Huisarts hielp Beethoven om zeep

Ludwig van Beethoven is in 1827 overleden aan een loodvergiftiging die hij aan z’n behandelend arts Andreas Wawruch te danken had. Dat stelt patholoog Christian Reiter na nauwgezet onderzoek van enkele haren van de beroemde componist.

Als verzachtende omstandigheid mag gelden dat dr. Wawruch onmogelijk kon weten wat hij aanrichtte.

Dat de stoffelijke resten van Beethoven een verdacht hoog loodgehalte vertonen, was al eerder ontdekt. Maar volgens Reiter vertoont het loodgehalte van de haren vier duidelijke pieken.

Terugtellend vanaf Beethovens dood vallen die pieken precies samen met de vier keer dat de componist zich liet behandelen voor vochtophoping (oedeem) in de buikholte. Dr. Wawruch tapte het vocht telkens af en smeerde de wond dan dicht met een loodhoudende zalf.

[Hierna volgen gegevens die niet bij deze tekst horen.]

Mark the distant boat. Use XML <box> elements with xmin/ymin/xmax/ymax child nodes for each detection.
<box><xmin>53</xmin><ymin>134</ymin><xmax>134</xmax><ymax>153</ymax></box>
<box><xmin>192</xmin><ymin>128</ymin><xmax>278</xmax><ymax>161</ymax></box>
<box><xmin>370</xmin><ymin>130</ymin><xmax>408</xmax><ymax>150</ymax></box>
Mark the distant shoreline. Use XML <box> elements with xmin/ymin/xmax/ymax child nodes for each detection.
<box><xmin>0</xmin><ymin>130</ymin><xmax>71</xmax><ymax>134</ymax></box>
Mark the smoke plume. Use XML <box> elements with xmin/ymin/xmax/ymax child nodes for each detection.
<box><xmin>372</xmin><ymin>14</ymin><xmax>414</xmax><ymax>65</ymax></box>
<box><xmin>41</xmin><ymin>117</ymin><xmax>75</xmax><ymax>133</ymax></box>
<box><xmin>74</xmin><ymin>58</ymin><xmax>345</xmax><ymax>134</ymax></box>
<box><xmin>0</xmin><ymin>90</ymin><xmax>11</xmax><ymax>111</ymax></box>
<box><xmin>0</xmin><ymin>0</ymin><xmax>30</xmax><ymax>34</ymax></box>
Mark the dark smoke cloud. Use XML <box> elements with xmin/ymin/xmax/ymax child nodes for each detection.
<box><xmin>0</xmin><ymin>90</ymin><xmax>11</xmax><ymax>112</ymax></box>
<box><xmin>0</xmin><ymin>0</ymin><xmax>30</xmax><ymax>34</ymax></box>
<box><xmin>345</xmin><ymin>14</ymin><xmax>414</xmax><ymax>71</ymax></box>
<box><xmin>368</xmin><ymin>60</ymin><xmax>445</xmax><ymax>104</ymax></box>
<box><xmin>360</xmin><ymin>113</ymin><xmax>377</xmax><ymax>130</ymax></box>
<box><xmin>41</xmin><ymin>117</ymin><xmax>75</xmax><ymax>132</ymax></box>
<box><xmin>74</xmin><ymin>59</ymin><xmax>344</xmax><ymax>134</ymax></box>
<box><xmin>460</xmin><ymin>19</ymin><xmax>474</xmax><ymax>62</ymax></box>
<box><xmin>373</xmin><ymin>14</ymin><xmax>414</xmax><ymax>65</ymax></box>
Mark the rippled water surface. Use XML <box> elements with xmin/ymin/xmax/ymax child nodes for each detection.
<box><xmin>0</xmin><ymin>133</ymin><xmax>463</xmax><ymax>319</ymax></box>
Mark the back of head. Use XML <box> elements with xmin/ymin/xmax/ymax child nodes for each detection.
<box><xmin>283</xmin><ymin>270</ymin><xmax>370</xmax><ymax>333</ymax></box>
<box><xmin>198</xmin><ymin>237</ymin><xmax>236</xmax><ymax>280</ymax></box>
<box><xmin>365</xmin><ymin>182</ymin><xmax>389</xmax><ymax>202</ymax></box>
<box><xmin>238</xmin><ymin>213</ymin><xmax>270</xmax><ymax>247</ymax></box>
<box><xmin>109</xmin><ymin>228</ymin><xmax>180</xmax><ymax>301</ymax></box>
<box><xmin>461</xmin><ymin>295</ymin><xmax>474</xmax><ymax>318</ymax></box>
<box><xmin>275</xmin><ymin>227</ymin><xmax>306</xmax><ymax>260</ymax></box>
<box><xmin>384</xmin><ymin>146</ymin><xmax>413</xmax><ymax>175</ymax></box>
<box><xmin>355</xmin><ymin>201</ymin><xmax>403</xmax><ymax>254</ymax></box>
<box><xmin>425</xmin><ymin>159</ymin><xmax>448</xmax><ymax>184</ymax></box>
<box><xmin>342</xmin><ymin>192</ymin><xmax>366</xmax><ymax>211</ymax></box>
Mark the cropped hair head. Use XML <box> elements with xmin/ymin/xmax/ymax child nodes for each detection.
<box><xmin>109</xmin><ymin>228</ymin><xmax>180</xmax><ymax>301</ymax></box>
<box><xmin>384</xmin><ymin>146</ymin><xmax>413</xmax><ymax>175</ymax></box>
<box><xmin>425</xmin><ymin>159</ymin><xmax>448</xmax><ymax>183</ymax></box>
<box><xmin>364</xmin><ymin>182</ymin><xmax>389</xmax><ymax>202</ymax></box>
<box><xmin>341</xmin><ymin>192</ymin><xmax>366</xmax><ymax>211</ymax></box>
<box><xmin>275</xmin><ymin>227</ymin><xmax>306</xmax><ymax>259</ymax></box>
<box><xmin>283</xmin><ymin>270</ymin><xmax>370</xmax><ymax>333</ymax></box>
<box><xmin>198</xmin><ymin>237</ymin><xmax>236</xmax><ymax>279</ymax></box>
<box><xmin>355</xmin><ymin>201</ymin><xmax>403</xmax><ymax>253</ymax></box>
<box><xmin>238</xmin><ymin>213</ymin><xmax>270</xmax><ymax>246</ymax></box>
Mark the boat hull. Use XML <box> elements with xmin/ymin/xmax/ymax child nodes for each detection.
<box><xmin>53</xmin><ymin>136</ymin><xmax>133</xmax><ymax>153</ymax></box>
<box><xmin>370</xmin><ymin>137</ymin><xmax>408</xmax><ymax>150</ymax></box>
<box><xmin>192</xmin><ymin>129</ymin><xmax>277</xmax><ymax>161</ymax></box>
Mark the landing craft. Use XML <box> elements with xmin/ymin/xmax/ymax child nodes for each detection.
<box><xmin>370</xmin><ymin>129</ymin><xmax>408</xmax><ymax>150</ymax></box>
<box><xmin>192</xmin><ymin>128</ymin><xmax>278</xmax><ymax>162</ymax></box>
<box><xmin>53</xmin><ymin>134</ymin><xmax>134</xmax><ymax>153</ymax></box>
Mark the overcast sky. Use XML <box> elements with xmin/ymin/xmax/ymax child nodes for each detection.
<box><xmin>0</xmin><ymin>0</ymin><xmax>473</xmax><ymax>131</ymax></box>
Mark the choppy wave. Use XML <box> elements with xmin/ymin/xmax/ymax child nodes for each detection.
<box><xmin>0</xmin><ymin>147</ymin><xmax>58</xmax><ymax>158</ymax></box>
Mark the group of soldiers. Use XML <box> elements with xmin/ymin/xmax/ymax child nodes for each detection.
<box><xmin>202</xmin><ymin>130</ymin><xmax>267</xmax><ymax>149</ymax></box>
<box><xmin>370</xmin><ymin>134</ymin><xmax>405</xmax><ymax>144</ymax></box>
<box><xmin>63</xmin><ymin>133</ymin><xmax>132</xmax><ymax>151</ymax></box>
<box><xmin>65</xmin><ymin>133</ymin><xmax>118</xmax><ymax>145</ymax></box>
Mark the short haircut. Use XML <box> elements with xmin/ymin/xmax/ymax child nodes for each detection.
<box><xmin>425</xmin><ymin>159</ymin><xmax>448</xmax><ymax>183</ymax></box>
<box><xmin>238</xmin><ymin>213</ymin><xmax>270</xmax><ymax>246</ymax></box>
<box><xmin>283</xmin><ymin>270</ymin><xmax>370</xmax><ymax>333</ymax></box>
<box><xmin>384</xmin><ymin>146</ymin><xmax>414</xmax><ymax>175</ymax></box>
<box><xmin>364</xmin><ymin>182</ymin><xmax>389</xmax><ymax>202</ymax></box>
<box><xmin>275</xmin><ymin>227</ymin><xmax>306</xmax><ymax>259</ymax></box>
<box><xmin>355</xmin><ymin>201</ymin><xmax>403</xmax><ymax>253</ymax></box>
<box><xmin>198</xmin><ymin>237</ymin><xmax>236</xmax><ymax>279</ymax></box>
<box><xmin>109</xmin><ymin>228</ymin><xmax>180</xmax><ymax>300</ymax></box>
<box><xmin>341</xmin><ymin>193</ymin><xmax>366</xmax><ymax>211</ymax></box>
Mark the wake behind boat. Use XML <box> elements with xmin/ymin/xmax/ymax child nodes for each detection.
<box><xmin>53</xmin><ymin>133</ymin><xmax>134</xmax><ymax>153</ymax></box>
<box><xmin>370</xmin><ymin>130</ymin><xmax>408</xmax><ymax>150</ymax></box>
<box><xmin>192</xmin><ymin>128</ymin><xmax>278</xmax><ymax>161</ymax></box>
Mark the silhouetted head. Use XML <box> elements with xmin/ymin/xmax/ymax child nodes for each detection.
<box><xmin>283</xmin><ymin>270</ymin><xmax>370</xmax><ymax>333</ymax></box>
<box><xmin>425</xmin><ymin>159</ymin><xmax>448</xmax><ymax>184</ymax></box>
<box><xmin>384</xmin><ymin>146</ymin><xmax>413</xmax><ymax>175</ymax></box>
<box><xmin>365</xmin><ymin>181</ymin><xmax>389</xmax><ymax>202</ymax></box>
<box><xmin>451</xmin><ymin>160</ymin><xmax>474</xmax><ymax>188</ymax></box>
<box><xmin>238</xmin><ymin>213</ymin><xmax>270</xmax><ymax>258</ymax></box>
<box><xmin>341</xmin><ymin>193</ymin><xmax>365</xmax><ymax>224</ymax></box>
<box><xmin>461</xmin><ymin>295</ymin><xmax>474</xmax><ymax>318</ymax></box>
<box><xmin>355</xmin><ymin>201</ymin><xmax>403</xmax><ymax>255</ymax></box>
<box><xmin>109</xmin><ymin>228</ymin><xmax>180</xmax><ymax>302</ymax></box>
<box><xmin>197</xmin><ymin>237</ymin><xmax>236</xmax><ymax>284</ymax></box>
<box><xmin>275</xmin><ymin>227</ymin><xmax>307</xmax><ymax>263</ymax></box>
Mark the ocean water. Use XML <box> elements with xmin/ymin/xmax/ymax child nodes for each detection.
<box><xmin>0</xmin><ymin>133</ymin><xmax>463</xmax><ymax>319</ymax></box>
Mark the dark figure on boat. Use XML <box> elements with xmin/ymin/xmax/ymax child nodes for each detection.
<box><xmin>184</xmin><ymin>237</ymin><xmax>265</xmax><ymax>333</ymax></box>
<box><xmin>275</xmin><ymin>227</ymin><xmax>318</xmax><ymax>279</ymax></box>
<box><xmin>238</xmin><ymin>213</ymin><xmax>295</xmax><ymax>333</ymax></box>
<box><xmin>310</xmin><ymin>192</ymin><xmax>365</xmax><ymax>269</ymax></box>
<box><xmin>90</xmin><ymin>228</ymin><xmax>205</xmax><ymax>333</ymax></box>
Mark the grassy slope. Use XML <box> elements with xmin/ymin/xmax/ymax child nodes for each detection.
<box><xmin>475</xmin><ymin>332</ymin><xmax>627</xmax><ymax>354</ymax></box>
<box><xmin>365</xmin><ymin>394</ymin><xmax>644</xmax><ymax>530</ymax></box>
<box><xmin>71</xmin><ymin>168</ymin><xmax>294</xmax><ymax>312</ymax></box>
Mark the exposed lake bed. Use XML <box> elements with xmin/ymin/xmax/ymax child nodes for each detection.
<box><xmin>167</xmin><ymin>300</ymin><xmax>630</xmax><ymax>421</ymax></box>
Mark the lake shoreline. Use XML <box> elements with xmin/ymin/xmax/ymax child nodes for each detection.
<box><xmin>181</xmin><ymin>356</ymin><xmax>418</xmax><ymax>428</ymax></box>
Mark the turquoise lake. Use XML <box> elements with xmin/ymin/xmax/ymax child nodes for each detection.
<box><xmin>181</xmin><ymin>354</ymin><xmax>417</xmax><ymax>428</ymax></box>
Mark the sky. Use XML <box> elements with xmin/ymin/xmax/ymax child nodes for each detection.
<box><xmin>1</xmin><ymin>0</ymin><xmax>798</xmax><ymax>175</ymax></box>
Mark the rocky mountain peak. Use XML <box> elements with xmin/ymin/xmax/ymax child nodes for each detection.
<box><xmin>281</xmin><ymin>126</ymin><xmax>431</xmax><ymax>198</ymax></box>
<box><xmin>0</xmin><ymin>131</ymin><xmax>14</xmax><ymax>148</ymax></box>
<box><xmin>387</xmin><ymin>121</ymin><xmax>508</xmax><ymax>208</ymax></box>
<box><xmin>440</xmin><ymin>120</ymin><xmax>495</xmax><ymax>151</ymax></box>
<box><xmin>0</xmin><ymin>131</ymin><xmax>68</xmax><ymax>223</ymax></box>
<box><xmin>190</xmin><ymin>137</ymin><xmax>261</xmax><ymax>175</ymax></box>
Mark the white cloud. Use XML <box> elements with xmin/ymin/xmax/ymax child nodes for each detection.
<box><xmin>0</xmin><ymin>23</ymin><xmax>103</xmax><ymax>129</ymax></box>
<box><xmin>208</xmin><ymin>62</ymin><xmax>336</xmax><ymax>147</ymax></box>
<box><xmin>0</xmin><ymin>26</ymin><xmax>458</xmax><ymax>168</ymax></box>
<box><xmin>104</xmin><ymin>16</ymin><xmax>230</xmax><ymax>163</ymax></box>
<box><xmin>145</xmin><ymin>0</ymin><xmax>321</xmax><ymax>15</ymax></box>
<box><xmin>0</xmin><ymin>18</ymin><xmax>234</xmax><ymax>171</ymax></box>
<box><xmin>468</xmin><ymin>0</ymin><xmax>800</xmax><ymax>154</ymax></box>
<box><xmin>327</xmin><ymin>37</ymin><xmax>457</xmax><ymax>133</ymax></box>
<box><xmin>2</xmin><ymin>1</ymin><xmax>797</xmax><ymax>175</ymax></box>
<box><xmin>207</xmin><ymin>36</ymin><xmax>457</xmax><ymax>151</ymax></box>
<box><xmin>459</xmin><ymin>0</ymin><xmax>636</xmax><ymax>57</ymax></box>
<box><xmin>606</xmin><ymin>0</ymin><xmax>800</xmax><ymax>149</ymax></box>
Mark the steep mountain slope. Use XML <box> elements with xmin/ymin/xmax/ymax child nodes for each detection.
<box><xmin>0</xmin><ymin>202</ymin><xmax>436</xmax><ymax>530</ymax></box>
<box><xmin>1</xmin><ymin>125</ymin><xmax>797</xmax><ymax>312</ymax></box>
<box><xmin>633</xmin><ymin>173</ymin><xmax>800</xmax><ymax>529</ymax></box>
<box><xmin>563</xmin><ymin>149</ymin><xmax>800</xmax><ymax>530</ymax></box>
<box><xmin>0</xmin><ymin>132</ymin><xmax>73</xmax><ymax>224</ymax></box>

Op zich zou die zalf niet dodelijk zijn geweest. Maar wat dr. Wawruch niet kon weten was dat Beethoven al jaren eerder een loodvergiftiging had opgelopen, mogelijk doordat hij in een kuuroord teveel loodhoudend mineraalwater gedronken had. Voor zijn zieke lever was de extra dosis lood de genadeklap, denkt Reiter.